ReaLLMASIC / nanoGPT

The simplest, fastest repository for training/finetuning medium-sized GPTs.
MIT License
23 stars 17 forks source link

replace linear with KAN #173

Closed SenmiaoORZ closed 2 months ago

gkielian commented 3 months ago

I have been testing out the KAN module, and seems to work better as an MLP replacement than a nn.Linear replacement.

Haven't been able to get stable inference yet with the nn.Linear replacement, but the inference with MLP works well until the model begins overfitting.

Let's hold on adding to the nn.Linear until we can confirm that the inference works, we can speak more on Tuesday about the next steps.

That it does appear to work for the MLP is awesome, and looking forward to beginning discussion of next steps.

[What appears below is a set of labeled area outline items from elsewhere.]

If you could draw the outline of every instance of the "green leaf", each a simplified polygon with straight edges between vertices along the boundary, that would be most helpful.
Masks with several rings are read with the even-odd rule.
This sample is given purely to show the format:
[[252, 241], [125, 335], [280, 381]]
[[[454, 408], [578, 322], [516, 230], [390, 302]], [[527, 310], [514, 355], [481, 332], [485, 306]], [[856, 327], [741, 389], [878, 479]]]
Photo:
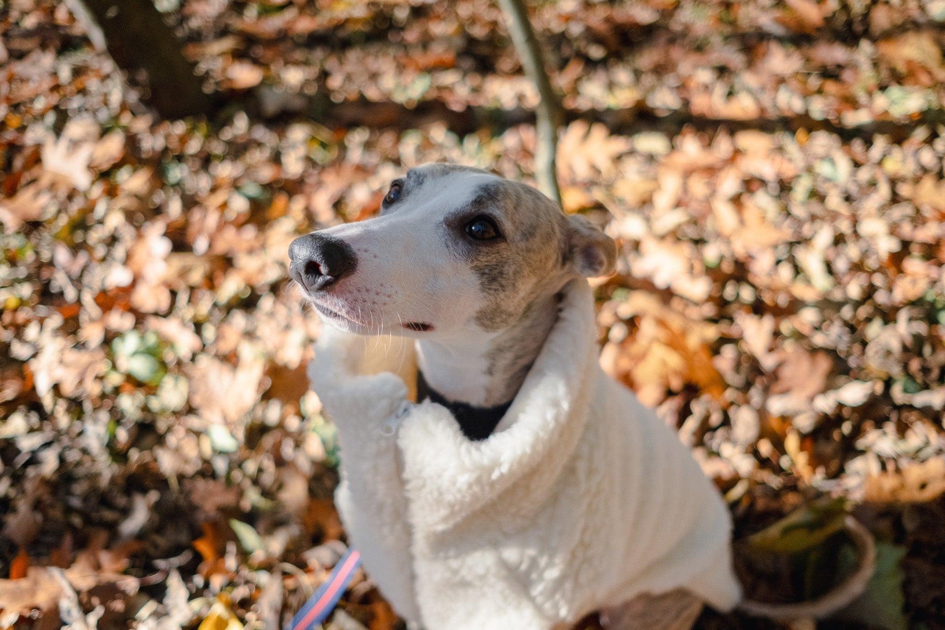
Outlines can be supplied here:
[[210, 438], [210, 446], [218, 453], [234, 453], [239, 448], [239, 442], [223, 425], [207, 427], [207, 437]]
[[777, 553], [798, 553], [816, 547], [842, 530], [846, 512], [842, 499], [816, 501], [751, 534], [747, 543]]
[[112, 341], [112, 353], [116, 357], [130, 357], [140, 347], [141, 333], [133, 328]]
[[[887, 542], [876, 543], [876, 570], [867, 585], [867, 590], [843, 610], [845, 619], [862, 621], [870, 627], [885, 630], [907, 630], [909, 627], [903, 607], [902, 560], [906, 549]], [[860, 561], [856, 549], [850, 544], [840, 550], [840, 569], [849, 574]]]
[[236, 520], [235, 518], [230, 519], [230, 528], [236, 534], [236, 538], [239, 539], [240, 546], [246, 551], [247, 553], [252, 553], [253, 551], [259, 551], [266, 548], [266, 543], [263, 542], [262, 537], [256, 533], [252, 525], [249, 523], [244, 523], [241, 520]]
[[126, 371], [147, 385], [157, 385], [164, 376], [164, 370], [161, 367], [158, 359], [142, 353], [136, 353], [128, 358]]

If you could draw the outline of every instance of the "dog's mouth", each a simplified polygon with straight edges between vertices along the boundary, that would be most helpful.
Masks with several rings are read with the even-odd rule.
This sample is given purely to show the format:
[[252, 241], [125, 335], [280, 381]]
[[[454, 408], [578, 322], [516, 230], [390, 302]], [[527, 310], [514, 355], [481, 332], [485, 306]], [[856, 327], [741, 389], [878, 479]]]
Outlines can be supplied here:
[[[312, 304], [313, 306], [315, 306], [316, 309], [319, 313], [321, 313], [322, 315], [324, 315], [329, 319], [335, 320], [337, 322], [344, 322], [350, 324], [354, 324], [355, 326], [359, 326], [362, 328], [367, 327], [364, 324], [358, 322], [354, 318], [349, 317], [344, 313], [340, 313], [335, 310], [334, 308], [329, 308], [323, 304], [319, 304], [318, 302], [315, 302], [314, 300], [312, 301]], [[412, 330], [414, 332], [429, 332], [433, 330], [433, 324], [427, 324], [425, 322], [405, 322], [402, 324], [401, 326], [406, 328], [407, 330]]]

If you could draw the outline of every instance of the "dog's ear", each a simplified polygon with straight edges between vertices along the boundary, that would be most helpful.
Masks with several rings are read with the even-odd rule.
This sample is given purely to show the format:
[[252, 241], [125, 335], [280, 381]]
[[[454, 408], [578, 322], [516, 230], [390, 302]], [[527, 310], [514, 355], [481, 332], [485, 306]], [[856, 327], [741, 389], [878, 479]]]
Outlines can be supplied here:
[[586, 278], [613, 273], [617, 244], [580, 215], [568, 217], [567, 264]]

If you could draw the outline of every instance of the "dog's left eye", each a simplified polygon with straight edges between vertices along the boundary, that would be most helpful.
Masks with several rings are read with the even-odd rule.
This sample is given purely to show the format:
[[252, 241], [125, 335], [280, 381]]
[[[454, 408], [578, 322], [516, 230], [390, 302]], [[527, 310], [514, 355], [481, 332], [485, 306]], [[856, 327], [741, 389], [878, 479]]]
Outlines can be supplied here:
[[476, 240], [492, 240], [498, 238], [499, 228], [489, 217], [476, 217], [466, 224], [466, 234]]
[[390, 184], [390, 189], [387, 194], [385, 195], [384, 201], [386, 203], [393, 203], [401, 198], [401, 191], [404, 190], [404, 184], [400, 182], [394, 182]]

gkielian commented 2 months ago

@SenmiaoORZ

I just finished making some adjustments, more details in: https://github.com/SenmiaoORZ/nanoGPT/pull/1/

In essence, rewrote the Kalnet just little bit to allow for beter polymorphism between existing linear variations, to add argparse param variables for base activation type and polnomial order and other KAN features, and a stability enhancement for forward pass and inference allowing us to use sample.py (and we can probably try again with the attention replacement now too, I think).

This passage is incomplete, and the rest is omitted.